MPI_Abort error in Abinit 8.0.8  [SOLVED]

Total energy, geometry optimization, DFT+U, spin....

Moderator: bguster

Locked
sheng
Posts: 64
Joined: Fri Apr 11, 2014 3:44 pm

MPI_Abort error in Abinit 8.0.8

Post by sheng » Thu Jul 28, 2016 10:54 am

As the title says I encounter MPI_Abort error for one of my calculation of a supercell.
The Abinit 8.0.8 I use is compiled with IntelMPI (ifort 15.0) and it passed all of the test suites.
The supercell is generated using Phonopy program with the intention to do finite difference calculations. The previous few supercells can be run without any problem.

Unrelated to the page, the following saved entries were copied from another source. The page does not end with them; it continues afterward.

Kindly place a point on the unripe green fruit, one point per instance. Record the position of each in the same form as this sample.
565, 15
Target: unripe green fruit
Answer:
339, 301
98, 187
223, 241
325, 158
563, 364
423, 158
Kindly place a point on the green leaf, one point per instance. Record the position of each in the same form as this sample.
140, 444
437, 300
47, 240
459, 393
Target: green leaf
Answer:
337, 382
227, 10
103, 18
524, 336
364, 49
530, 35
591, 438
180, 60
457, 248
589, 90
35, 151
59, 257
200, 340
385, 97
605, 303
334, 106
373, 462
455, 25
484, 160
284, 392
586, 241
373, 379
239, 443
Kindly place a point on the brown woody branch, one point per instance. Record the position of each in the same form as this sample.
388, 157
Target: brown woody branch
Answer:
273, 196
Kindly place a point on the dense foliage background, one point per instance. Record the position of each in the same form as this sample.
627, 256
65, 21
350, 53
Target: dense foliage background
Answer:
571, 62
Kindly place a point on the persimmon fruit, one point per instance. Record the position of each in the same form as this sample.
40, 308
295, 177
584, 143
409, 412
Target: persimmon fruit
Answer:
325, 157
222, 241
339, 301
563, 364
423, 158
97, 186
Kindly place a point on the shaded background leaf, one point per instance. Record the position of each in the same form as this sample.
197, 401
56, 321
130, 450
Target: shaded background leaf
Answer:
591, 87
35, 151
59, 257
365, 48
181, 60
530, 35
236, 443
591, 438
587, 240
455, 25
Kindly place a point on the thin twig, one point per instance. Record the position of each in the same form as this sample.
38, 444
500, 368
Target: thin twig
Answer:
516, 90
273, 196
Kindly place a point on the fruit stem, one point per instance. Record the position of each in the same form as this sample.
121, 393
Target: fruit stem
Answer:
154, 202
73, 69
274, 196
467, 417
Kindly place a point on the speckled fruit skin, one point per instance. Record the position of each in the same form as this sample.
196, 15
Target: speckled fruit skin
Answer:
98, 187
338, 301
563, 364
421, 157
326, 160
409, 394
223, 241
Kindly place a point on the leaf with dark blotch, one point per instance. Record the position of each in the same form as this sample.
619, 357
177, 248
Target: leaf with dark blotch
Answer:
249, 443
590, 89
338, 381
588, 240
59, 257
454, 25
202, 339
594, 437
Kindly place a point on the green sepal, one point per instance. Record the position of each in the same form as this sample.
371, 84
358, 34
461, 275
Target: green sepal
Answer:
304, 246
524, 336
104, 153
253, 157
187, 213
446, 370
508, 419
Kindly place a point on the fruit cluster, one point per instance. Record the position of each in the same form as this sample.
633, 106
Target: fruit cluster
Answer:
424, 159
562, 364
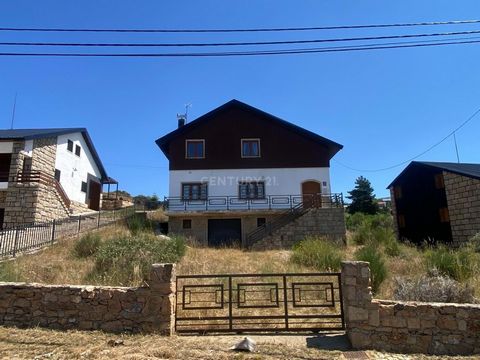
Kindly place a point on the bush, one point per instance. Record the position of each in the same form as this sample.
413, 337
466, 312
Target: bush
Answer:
457, 264
139, 223
378, 269
318, 253
87, 245
127, 260
433, 287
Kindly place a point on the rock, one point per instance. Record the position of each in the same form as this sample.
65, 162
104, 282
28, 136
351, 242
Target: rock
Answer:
246, 344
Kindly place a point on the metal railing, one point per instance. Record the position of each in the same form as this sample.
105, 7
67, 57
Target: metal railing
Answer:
33, 236
43, 178
232, 203
309, 202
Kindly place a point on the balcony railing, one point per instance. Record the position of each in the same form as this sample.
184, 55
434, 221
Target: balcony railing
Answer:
269, 202
43, 178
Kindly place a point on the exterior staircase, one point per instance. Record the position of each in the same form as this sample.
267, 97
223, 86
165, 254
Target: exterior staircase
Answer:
289, 216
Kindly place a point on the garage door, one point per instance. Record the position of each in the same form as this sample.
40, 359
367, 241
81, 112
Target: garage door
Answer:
224, 232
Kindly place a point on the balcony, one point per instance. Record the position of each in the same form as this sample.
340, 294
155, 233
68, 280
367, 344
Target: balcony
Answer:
270, 202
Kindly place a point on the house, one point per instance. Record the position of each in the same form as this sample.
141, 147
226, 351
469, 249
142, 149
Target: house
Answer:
47, 174
240, 174
437, 201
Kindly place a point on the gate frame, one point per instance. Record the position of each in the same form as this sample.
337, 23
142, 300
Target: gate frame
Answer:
231, 300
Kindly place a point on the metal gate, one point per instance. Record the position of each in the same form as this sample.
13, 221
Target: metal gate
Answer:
259, 302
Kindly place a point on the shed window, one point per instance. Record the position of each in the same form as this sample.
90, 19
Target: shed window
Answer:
439, 182
397, 191
250, 147
195, 149
444, 215
251, 190
194, 191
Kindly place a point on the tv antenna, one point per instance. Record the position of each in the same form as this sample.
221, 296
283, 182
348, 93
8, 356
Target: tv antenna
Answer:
13, 111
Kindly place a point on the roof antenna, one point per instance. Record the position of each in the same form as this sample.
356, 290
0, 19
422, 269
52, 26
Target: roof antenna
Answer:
13, 112
456, 147
182, 118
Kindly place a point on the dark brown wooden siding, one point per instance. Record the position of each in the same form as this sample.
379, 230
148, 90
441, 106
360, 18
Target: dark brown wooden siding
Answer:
279, 146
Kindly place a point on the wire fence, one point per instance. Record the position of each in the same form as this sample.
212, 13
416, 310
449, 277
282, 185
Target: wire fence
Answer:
34, 236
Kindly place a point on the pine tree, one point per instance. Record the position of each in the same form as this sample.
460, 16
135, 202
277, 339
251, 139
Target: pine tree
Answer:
363, 199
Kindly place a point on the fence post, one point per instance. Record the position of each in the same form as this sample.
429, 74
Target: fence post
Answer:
53, 230
15, 242
79, 224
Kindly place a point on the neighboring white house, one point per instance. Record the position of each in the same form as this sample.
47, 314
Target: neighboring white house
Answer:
47, 174
237, 168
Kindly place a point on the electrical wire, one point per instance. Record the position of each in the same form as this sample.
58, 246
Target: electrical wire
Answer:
253, 43
470, 118
246, 53
368, 26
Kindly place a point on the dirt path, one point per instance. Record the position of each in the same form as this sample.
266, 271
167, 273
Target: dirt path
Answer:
51, 344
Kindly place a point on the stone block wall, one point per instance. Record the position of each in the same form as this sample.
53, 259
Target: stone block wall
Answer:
113, 309
406, 327
325, 222
463, 198
33, 202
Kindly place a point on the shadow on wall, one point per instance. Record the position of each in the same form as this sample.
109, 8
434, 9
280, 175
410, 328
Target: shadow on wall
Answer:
329, 341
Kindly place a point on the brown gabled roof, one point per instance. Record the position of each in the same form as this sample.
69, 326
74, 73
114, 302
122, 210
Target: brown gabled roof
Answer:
164, 141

The errors produced are related MPI_Abort, such as

Code: Select all

application called MPI_Abort(MPI_COMM_WORLD, 13) - process 63
application called MPI_Abort(MPI_COMM_WORLD, 13) - process 68
application called MPI_Abort(MPI_COMM_WORLD, 13) - process 71
application called MPI_Abort(MPI_COMM_WORLD, 13) - process 62
application called MPI_Abort(MPI_COMM_WORLD, 13) - process 66
application called MPI_Abort(MPI_COMM_WORLD, 13) - process 67
application called MPI_Abort(MPI_COMM_WORLD, 13) - process 60
application called MPI_Abort(MPI_COMM_WORLD, 13) - process 65
application called MPI_Abort(MPI_COMM_WORLD, 13) - process 69
application called MPI_Abort(MPI_COMM_WORLD, 13) - process 70
application called MPI_Abort(MPI_COMM_WORLD, 13) - process 61
INTERNAL ERROR: invalid error code 78ea36 (Ring ids do not match) in MPIR_Allreduce_impl:1262
INTERNAL ERROR: invalid error code 58ea36 (Ring ids do not match) in MPIR_Allreduce_impl:1262
INTERNAL ERROR: invalid error code 58ea36 (Ring ids do not match) in MPIR_Allreduce_impl:1262
INTERNAL ERROR: invalid error code 68ea36 (Ring ids do not match) in MPIR_Allreduce_impl:1262
Fatal error in MPI_Allreduce: Other MPI error, error stack:
MPI_Allreduce(1421)......: MPI_Allreduce(sbuf=0xf2a2ea0, rbuf=0xf6941c0, count=516706, MPI_DOUBLE_PRECISION, MPI_SUM, comm=0x84000004) failed
MPIR_Allreduce_impl(1262):

The errors only appear when I activate KGB parallelization using a certain distribution of processors. For example the distribution cause errors

Code: Select all

paral_kgb 1   npkpt 7 npband 12 npfft 1

but the following processor distribution runs without problem

Code: Select all

paral_kgb 1   npkpt 14 npband 4 npfft 1

All other parameters are still the same.

The log file and inout files are attached.
Thank you.
Attachments
log.log
(209.67 KiB) Downloaded 394 times
BaTiO3.in.log
(3.1 KiB) Downloaded 353 times

Jordan
Posts: 282
Joined: Tue May 07, 2013 9:47 am

Re: MPI_Abort error in Abinit 8.0.8  [SOLVED]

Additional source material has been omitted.